An Ulcer on the Wrist of a Migrant Worker From Cutaneous Leishmaniasis
CL is typically caused by species not associated with progression to ML, and therefore it can be effectively and equivalently managed with localized or topical paromomycin, imiquimod, or intralesional pentavalent antimonials (sodium stibogluconate and meglumine antimoniate) [15]. If the species is unknown or is associated with ML, systemic therapy is indicated [15]. Most countries consider pentavalent antimonials to be first-line systemic therapy, but liposomal amphotericin B is commonly used in the United States [15, 17, 18]. Second-line systemic options include amphotericin B deoxycholate, liposomal amphotericin B, oral miltefosine, and pentamidine (if the patient does not respond to the first-line therapy or is intolerant to antimonials) [15, 17, 18]. Other potential therapies include cryotherapy, thermotherapy, daylight-activated photodynamic therapy, (R)-PA-824, and various imidazoles (including ketoconazole, fluconazole, and fexinidazole) [17, 18].
Trypanosomiasis
American trypanosomiasis (Trypanosoma cruzi), or Chagas disease, is endemic to Latin America and likely afflicts 10 million people. Transmission typically results from the introduction of fecal matter from infected Triatomines into the bloodstream. However, transmission may also occur via transplacental transfer, blood transfusions, organ transplantations, and food. While travel is responsible for most infestations, autochthonous cases have been reported in the Southern United States. The acute presentation includes a chagoma, an indurated violaceous nodule with central edema that may resolve within weeks, and schizotripanides, a transient morbilliform or urticarial rash. Therapies for the acute infestation include benznidazole as a first-line therapy, and nifurtimox. During the chronic phase, patients may develop cardiac, gastrointestinal, or neurological sequelae. Because 60%–70% of patients remain asymptomatic, treatment of chronic American trypanosomiasis is controversial [19].

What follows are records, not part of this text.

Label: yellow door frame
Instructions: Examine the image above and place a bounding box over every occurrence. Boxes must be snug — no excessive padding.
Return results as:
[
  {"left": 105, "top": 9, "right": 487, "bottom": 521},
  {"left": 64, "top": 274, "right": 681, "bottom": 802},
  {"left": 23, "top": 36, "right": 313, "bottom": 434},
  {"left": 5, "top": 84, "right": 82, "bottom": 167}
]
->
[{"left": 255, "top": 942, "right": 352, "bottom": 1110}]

African trypanosomiasis (Trypanosoma brucei gambiense and T. brucei rhodesiense) is transmitted to travelers by the tsetse fly (Glossina spp.) [20]. The acute presentation includes a circumscribed, indurated, and violaceous nodule that desquamates after 2–3 weeks, leaving behind a central eschar [20]. Other acute findings include localized lymphadenitis and trypanids, a transient erythematous targetoid macular or urticarial rash [20]. Awareness of these cutaneous manifestations may allow for early treatment and prevention of central nervous system involvement [20]. Treatment of the acute phase involves use of pentamidine (for T. b. gambiense) or suramin (for T. b. rhodesiense), whereas individuals with central nervous system involvement require treatment with melarsoprol, dimercaprol, or eflornithine [21]. Fexinidazole is a promising medication, but it requires further study [21].
Conclusion
Parasitic infestation of the skin is a common presentation to dermatologists as well as to primary care physicians. The disease burden can cause a debilitating itch or complications from secondary infection. Accurate diagnosis can be facilitated by microscopic examination of skin scrapings, microscopic examination of hair, or in some cases biopsy. Prompt identification and management of both the infestation as well as related symptoms can provide rapid clinical improvement and return to a normal lifestyle.
Acknowledgements
Potential conflicts of interest. M.M.A and C.M.P have no relevant conflicts of interest.